Do not commit or paste tokens into files.

```bash
huggingface-cli login
```

Or use the Python API with your local authenticated session.

### 2. Create The Space

```python
from huggingface_hub import HfApi

api = HfApi()
api.create_repo(
    repo_id="vibhuiitj/whispermath-webdemo",
    repo_type="space",
    space_sdk="docker",
    private=False,
    exist_ok=True,
)
```

### 3. Upload The Folder

```python
from huggingface_hub import HfApi

api = HfApi()
api.upload_folder(
    repo_id="vibhuiitj/whispermath-webdemo",
    repo_type="space",
    folder_path="/Users/vaibhav/Desktop/beyond/whispermath/webdemo",
    path_in_repo=".",
    ignore_patterns=[
        "__pycache__/*",
        "*.pyc",
        ".DS_Store",
        ".venv/*",
        "audio/*",
        "outputs/*",
    ],
    commit_message="Deploy WhisperMath web demo",
)
```

### 4. Check Runtime

```python
from huggingface_hub import HfApi

runtime = HfApi().get_space_runtime("vibhuiitj/whispermath-webdemo")
print(runtime)
```

Expected final state:

```text
stage='RUNNING'
hardware='cpu-basic'
requested_hardware='cpu-basic'
```

### 5. Test The Deployed Space

Health:

```bash
curl https://vibhuiitj-whispermath-webdemo.hf.space/api/health
```

Text decode:

```bash
curl -L -X POST https://vibhuiitj-whispermath-webdemo.hf.space/api/decode \
  -H "Content-Type: application/json" \
  -d '{"text":"x squared minus y squared equals four","num_beams":1,"max_new_tokens":128}'
```

Expected:

```json
{
  "transcript": "x squared minus y squared equals four",
  "math_text": "x^2-y^2=4",
  "decoder_model": "vibhuiitj/byt5-base-whispermath-a100-checkpoint-10724"
}
```

## Docker Notes

The Docker image:

- Uses `python:3.11-slim`
- Installs `libgomp1`, needed by some CPU inference dependencies
- Runs on port `7860`, the Hugging Face Spaces default
- Sets `WHISPERMATH_WHISPER_MODEL=small.en`
- Sets `WHISPERMATH_DECODER_DEVICE=cpu`
- Sets `HF_HUB_DISABLE_XET=1`

`HF_HUB_DISABLE_XET=1` is included because local testing showed large model downloads could get stuck with incomplete Xet-backed cache files.

## Troubleshooting

### Space Takes A Long Time To Start

The first start downloads:

- `Systran/faster-whisper-small.en`
- `vibhuiitj/byt5-base-whispermath-a100-checkpoint-10724`

On free CPU, startup can take a few minutes.

### Audio Transcription Is Wrong

Try these in order:

1. Speak shorter phrases.
2. Use clearer operator words, for example `over` instead of `by`.
3. Check the editable transcript box.
4. Correct the transcript manually.
5. Click **Decode Transcript**.
6. Try `base.en`, `small.en`, or `medium.en` locally.

### ByT5 Output Is Wrong But Transcript Is Correct

That means the decoder needs more targeted training data.

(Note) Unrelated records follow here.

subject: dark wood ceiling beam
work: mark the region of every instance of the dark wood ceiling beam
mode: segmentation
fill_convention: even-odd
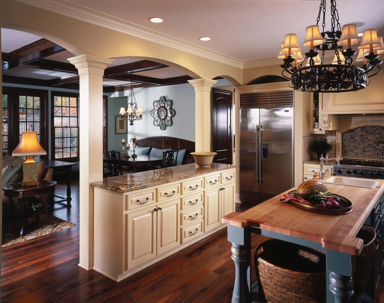
[[[161,63],[149,61],[148,60],[143,60],[133,63],[107,68],[104,72],[104,75],[106,77],[113,77],[121,75],[138,73],[145,70],[151,70],[169,67],[168,65]]]
[[[77,74],[77,68],[74,65],[70,63],[65,63],[50,60],[41,59],[30,62],[24,65],[28,67],[33,67],[46,70],[53,70],[55,72],[61,72],[63,73],[69,73]]]

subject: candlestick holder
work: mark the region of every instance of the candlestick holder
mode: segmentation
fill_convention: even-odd
[[[135,148],[136,147],[136,138],[132,138],[131,139],[131,142],[132,142],[132,158],[134,159],[135,158],[137,158],[137,156],[136,154],[135,153]]]
[[[121,145],[122,145],[122,153],[121,154],[121,158],[125,158],[125,153],[124,152],[124,150],[125,149],[125,142],[122,142]],[[128,151],[127,151],[127,153],[128,153]]]

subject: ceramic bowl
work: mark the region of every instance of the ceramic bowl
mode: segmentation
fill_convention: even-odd
[[[199,167],[208,167],[211,165],[216,153],[213,152],[196,152],[191,153]]]

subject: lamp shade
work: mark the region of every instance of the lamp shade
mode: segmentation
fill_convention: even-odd
[[[364,56],[365,56],[365,53],[368,50],[366,48],[360,48],[359,50],[359,53],[358,54],[358,57],[356,58],[356,61],[362,61],[365,58],[364,58]]]
[[[311,41],[314,46],[319,45],[325,42],[325,39],[320,33],[320,28],[317,25],[310,25],[305,29],[307,32],[305,40],[303,44],[303,46],[310,46]]]
[[[340,60],[341,60],[341,64],[345,64],[345,57],[344,57],[344,55],[343,54],[343,53],[339,50],[339,58],[340,58]],[[331,64],[338,64],[339,63],[338,62],[337,60],[337,55],[336,54],[335,54],[335,56],[333,58],[333,60],[331,62]]]
[[[18,145],[12,152],[12,156],[38,156],[46,155],[47,152],[37,140],[36,132],[23,132]]]
[[[119,112],[119,113],[122,116],[124,115],[125,113],[125,108],[124,107],[120,107],[120,111]]]
[[[343,26],[341,36],[338,41],[338,45],[349,46],[358,44],[361,42],[360,37],[358,35],[356,31],[356,25],[354,23],[346,24]],[[348,45],[348,40],[349,40]]]
[[[366,30],[362,32],[362,40],[358,48],[368,48],[369,47],[378,47],[381,43],[377,37],[377,30],[374,28]]]
[[[290,50],[290,48],[291,49]],[[288,53],[288,55],[291,53],[296,53],[301,49],[299,45],[297,44],[297,35],[296,34],[287,34],[285,35],[285,41],[281,48],[281,52],[283,53]]]
[[[303,57],[303,55],[301,55],[301,51],[299,50],[298,52],[296,52],[294,54],[293,54],[292,56],[293,57],[295,57],[296,59],[296,63],[298,63],[299,62],[303,62],[304,61],[304,58]]]

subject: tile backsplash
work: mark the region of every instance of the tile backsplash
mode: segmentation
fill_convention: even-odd
[[[384,159],[384,127],[359,127],[349,130],[342,136],[343,158]],[[372,144],[373,141],[379,142]]]

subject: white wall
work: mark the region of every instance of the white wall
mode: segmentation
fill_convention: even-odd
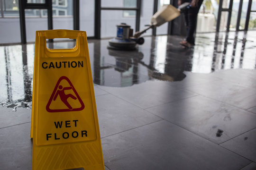
[[[145,28],[153,16],[153,0],[142,0],[140,29]],[[102,7],[123,6],[123,0],[104,0],[101,2]],[[94,0],[80,0],[80,30],[85,31],[88,36],[94,35]],[[122,10],[101,10],[101,38],[116,36],[116,25],[126,23],[131,28],[135,29],[136,17],[125,17]],[[47,30],[46,17],[26,17],[26,33],[27,42],[34,42],[36,30]],[[54,29],[73,29],[73,17],[54,17]],[[167,27],[165,26],[157,27],[157,34],[167,34]],[[149,30],[143,35],[151,35]],[[20,42],[20,30],[18,18],[0,18],[0,43]]]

Common weak phrases include:

```text
by / divided by / over
whole square
derivative of ...
limit as ...
fraction with grouped numerator and denominator
```

Use the editable transcript box to collect failure cases.

### KaTeX Rendering Fails

The app still shows the raw ByT5 output under **Raw ByT5 Output**. If the raw output is malformed LaTeX-like text, KaTeX may render an error-colored expression or show fallback text.

### Medium Whisper Hangs During Download

If a local download leaves an incomplete cache file, run:

```bash
HF_HUB_DISABLE_XET=1 python - <<'PY'
from huggingface_hub import snapshot_download
snapshot_download("Systran/faster-whisper-medium.en", max_workers=1)
PY
```

Then restart:

```bash
HF_HUB_DISABLE_XET=1 WHISPERMATH_WHISPER_MODEL=medium.en \
python -m uvicorn app:app --host 127.0.0.1 --port 8766
```

## Security

Never commit Hugging Face tokens or API keys into this folder.

If a token is pasted into a chat or terminal history by mistake, revoke/rotate it from Hugging Face settings.